To be honest, I’m not a big fan of dogs in general, and stray ones even less. I’ve been bitten not once, but twice by dogs in Santiago. The latest bite was so stealth that I didn’t even know the dog was beside me, timing his jaw chomp to my down pedalstroke just in time to catch the heel of my spiffy keen shoe (the right one) until I felt the strange backwards pull. I will be forever grateful at his precision timing and that he didn’t catch my spiffy right leg. And forever apologetic to the people nearby whose lives I took years off of by shrieking the shriek of the dogbitten. They were big teeth.
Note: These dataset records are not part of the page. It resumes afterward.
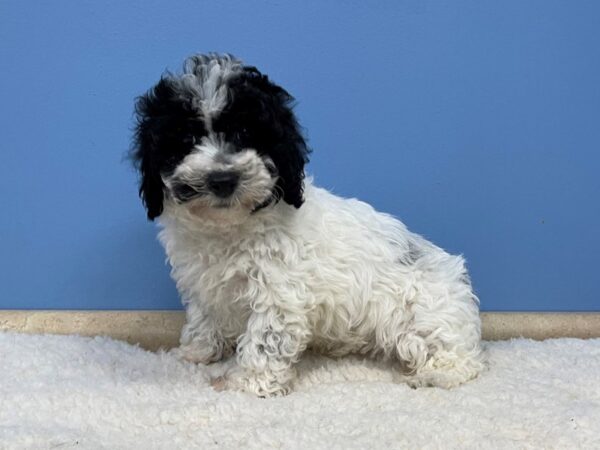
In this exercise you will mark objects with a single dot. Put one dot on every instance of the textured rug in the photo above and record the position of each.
(68, 391)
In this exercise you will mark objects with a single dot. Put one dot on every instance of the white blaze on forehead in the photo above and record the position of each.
(206, 76)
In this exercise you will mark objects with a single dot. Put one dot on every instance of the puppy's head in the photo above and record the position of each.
(219, 140)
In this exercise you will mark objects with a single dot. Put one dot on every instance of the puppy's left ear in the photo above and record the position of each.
(288, 151)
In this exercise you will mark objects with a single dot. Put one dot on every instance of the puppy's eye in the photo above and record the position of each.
(189, 140)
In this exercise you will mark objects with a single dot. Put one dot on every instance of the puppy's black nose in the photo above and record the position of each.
(222, 184)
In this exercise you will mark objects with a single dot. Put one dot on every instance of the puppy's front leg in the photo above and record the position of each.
(201, 341)
(274, 340)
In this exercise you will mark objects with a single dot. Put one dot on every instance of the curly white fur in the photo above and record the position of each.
(336, 276)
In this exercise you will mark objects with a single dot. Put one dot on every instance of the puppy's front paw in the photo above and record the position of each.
(259, 384)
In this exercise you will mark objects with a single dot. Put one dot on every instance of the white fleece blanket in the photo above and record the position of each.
(67, 391)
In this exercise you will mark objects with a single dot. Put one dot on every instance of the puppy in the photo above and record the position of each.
(268, 264)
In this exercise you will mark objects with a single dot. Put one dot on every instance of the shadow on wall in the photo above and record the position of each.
(122, 268)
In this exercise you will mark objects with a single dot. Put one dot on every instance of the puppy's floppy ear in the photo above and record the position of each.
(150, 111)
(288, 150)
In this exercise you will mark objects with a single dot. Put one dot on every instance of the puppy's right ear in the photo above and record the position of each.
(151, 112)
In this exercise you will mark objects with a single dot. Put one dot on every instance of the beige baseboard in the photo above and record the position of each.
(160, 329)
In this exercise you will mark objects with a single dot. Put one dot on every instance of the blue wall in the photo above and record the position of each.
(476, 122)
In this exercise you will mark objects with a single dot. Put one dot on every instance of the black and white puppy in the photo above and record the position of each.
(269, 265)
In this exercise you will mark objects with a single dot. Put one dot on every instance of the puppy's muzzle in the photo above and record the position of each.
(222, 184)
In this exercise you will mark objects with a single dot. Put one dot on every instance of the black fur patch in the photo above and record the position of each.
(167, 128)
(259, 115)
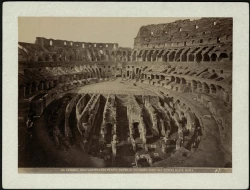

Anyway, the presence of all these dogs means that my dog-related vocabulary in Spanish is pretty decent. I know the word hocico, for example, which means an animal’s muzzle or snout. I also have at my disposal the excellent word garrapatas, which means ticks, and should not be confused with garabatos which is Chilean for swear words. With my excellent canine vocabulary, when I recently saw this lotion at the local drugstore, all I could do was laugh (and take a picture).

Because sarna? It’s mange.

Enjoy, and hope that pesky rash doesn’t ruin your day!